Al giorno d’oggi è comune sentire personaggi di qualsiasi settore parlare della loro esperienza con navi volanti di origine sconosciuta.

UFO/OSNI di Cristoforo Colombo

 

E sebbene molti scienziati e archeologi siano riluttanti a credere che il fenomeno UFO sia anteriore alla cosiddetta “era spaziale” iniziata intorno al 1950, ci sono numerose testimonianze che descrivono avvistamenti UFO in un passato remoto.

Più precisamente quando l’uomo era ancora molto lontano dal conquistare i cieli attraverso l’aviazione.

Uno di loro è stato uno dei personaggi “chiave” della storia, il genovese Cristoforo Colombo. Così appare scritto nel diario di bordo dell’ammiraglio che, per ordine della regina Isabella di Castiglia, attraversò l’Oceano Atlantico.

Sebbene il navigatore non lo sapesse, in quello che è risultato il suo diario di viaggio, il suo resoconto è abbastanza obiettivo in termini di ciò che ha visto nel cielo, sia durante la traversata che quando è arrivato, ciò che ha erroneamente considerato le Indie.

Il primo riferimento a presunti strani eventi nel cielo americano avvenne il 15 settembre 1492, quando Colombo scrisse:

Quel giorno e quella notte ha navigato 27 leghe verso ovest e qualche altra. E in questa notte all’inizio di essa videro un meraviglioso ramo di fuoco cadere dal cielo nel mare, a 4 o 5 leghe da loro”.

La descrizione del marinaio è abbastanza chiara, per chi non conoscesse altre domande oltre a quanto consentiva la saggezza di quei tempi. Cosa potrebbe essere stato?

Molti sostengono che questa possa essere l’indicazione dei cosiddetti OSNI (Unidentified Underwater Objects) o comunque di un UFO sceso e nascosto in mare.
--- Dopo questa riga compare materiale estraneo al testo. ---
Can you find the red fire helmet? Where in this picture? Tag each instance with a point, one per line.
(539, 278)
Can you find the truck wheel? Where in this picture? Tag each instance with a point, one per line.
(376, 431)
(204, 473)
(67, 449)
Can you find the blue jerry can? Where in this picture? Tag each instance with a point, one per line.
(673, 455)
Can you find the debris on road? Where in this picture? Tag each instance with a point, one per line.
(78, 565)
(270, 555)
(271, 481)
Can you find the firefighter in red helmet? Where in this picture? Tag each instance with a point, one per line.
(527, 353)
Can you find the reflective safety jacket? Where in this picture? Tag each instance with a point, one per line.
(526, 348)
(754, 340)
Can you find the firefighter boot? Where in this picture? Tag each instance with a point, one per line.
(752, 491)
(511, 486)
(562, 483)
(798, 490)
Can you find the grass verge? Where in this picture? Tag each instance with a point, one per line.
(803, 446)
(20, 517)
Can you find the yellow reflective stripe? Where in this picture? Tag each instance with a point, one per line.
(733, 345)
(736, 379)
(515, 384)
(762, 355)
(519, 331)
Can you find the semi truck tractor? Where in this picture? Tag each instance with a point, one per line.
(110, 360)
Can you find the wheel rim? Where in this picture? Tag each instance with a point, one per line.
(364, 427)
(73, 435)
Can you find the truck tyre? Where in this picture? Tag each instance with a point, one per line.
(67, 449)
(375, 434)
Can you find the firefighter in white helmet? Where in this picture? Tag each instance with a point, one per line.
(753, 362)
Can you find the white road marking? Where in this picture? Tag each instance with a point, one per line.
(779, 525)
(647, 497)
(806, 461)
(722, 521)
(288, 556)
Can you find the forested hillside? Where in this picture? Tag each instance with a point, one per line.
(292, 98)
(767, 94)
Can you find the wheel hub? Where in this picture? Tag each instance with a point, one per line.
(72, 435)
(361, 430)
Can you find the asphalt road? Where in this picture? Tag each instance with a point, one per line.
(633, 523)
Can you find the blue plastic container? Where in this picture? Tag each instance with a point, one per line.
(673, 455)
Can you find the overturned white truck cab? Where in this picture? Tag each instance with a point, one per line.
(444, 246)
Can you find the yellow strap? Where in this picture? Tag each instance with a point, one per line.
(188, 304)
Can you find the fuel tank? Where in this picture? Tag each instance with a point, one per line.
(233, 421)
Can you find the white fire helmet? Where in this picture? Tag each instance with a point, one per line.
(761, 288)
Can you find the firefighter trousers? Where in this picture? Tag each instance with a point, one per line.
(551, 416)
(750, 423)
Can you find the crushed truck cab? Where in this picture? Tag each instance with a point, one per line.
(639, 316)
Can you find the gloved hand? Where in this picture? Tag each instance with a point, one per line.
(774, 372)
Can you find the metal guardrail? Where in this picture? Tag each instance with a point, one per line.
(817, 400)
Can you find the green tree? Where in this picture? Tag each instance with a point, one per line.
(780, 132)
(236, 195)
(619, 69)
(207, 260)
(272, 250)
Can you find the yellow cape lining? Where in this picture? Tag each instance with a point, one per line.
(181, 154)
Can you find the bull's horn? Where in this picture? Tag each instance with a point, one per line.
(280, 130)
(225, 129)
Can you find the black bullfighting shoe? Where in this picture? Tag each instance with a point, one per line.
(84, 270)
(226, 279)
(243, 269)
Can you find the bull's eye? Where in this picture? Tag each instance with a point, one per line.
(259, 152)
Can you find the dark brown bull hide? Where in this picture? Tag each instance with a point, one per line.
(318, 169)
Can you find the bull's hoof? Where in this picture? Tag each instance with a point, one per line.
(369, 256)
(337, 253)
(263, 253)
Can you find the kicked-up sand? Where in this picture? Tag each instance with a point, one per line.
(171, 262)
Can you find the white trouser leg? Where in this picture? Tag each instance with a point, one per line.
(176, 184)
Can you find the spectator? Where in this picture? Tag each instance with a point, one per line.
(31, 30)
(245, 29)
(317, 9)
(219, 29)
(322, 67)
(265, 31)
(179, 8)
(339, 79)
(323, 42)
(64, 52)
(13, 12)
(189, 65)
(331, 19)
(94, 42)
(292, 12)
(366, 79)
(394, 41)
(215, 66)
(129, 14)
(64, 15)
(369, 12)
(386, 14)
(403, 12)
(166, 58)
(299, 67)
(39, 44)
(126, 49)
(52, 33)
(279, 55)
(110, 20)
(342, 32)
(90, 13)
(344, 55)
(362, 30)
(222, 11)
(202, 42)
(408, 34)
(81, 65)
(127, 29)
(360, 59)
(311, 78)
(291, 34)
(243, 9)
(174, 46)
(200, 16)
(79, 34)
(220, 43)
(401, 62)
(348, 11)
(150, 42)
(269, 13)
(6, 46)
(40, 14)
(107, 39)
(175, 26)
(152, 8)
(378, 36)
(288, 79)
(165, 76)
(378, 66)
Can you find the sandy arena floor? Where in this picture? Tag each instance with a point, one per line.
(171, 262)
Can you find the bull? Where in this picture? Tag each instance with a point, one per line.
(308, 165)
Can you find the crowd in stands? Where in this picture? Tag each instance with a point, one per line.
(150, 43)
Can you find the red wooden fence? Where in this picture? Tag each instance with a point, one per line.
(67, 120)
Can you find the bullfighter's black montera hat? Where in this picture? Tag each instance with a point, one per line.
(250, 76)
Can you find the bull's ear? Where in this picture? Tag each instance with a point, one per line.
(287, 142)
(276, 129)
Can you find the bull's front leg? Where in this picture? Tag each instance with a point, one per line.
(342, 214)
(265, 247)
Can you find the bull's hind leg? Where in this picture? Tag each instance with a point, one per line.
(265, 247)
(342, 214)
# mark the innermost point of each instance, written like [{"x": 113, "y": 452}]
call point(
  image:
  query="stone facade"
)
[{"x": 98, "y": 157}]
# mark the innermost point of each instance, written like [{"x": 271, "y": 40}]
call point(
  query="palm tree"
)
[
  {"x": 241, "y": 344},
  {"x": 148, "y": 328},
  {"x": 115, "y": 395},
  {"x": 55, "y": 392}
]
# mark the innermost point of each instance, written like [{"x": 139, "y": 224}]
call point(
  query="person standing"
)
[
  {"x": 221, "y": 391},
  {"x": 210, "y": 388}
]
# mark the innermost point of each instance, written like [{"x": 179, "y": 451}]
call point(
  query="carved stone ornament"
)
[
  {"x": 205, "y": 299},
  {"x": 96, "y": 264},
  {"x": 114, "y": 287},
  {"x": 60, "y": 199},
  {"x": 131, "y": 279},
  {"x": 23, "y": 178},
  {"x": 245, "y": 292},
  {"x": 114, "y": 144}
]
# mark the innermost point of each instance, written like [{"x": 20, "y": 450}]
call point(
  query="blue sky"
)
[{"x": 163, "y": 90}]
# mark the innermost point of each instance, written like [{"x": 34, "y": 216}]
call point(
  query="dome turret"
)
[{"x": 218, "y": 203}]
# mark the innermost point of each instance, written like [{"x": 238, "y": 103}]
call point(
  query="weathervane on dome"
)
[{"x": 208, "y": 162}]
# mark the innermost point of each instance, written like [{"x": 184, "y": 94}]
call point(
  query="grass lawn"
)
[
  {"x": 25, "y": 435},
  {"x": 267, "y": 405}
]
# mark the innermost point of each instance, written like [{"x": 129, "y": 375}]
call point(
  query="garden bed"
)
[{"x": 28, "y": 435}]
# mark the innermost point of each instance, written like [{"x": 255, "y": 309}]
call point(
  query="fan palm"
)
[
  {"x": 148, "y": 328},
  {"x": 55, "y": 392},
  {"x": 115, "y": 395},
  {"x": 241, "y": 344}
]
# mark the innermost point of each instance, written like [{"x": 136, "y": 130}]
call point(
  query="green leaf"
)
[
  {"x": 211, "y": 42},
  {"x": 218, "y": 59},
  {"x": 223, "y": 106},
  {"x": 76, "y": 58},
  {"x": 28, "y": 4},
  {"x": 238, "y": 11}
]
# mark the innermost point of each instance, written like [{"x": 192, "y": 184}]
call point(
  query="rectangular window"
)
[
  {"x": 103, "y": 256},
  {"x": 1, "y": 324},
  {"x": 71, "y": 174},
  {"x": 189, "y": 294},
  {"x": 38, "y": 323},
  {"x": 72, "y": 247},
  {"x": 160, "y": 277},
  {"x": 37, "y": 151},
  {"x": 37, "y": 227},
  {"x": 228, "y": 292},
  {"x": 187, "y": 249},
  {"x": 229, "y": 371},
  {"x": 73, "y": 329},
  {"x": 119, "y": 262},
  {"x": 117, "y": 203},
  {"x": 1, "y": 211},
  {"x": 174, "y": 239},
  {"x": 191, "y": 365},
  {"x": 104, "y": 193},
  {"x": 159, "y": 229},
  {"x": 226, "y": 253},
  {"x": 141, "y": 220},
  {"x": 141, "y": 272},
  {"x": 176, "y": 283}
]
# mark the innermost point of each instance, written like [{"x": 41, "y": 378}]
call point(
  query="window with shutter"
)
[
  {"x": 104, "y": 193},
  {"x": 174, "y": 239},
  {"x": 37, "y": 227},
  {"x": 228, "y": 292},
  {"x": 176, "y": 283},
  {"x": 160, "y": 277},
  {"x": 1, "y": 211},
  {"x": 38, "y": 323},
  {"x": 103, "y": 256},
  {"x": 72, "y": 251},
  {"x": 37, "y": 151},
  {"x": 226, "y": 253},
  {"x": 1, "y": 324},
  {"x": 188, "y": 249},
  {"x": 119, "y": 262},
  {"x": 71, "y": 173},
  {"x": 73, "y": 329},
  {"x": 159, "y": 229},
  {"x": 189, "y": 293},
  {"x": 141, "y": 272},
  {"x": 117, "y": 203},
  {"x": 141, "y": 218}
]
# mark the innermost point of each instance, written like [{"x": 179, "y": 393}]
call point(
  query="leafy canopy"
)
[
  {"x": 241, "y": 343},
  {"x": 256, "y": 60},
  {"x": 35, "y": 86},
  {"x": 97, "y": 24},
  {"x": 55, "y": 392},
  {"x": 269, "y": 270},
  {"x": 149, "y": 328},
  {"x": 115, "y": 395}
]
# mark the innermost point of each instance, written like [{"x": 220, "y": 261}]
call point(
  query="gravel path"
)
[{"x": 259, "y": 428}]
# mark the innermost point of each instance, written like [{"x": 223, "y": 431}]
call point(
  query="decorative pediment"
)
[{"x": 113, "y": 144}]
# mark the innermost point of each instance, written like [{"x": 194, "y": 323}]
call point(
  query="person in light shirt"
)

Come se non bastasse, l’11 ottobre 1492, poco prima che uno dei suoi marinai gridasse di aver visto la terra per la prima volta, Colombo annotò:

Dopo il tramonto, salpò per la prima volta verso ovest. Camminerebbero per due miglia ogni ora, e fino a due ore dopo mezzanotte camminerebbero per 90 miglia, che sono 22 leghe e mezzo“.

Poiché l’ammiraglio alle 10 di sera, essendo nel castello di poppa, vide il fuoco, anche se, poiché era una cosa così chiusa, che non volle affermare che si trattava di terra, ma chiamò Pedro Gutiérrez, pasticcere del re, dicendogli che sembrava fuoco, per guardarlo, e così fece e lo vide.

Disse anche a Rodrigo Sánchez de Segovia che il re e la regina lo mandarono come sorvegliante, che non vide nulla perché non erano in un luogo dove potesse vedere.

Dopo che l’ammiraglio l’ha detto, è stato visto una o due volte, ed era come una candela di cera che si alzava e si alzava, che a pochi sembrerebbe un’indicazione di terra, ma l’ammiraglio doveva certamente essere vicino a terra“.

Mentre per alcuni quella “candela di cera che si alzava” era un falò a terra, per altri, come il noto ricercatore Juan José Benítez, la possibilità era nulla, tenendo conto della distanza.

Secondo gli studi di Manuel Audije (che era un ufficiale della Marina), quando Colombo e altri uomini videro la strana luce, si trovavano a poco più di 80 chilometri di distanza, concludendo che questa distanza è troppo grande per poter distinguere un falò su il terreno.

Pertanto, molti intenditori della materia affermano che Colombo fu testimone di luci considerate UFO che avrebbero assistito (o diretto?) La “scoperta dell’America“.

Cristoforo Colombo ha lasciato tutto per iscritto nel suo diario, compresi gli avvistamenti di presunte sirene nel mare al largo della costa della Florida. Li collocò vicino al Río de Oro e affermò che non erano belli come le leggende le descrivevano, e alcuni avevano persino un viso più maschile che femminile.

Chissà quante cose potevano contemplare l’Ammiraglio e tutti gli uomini che componevano il suo equipaggio a bordo delle tre caravelle, la Pintala Niña e la Santa María. A quel tempo né Colombo né nessun altro conoscevano le dimensioni del pianeta.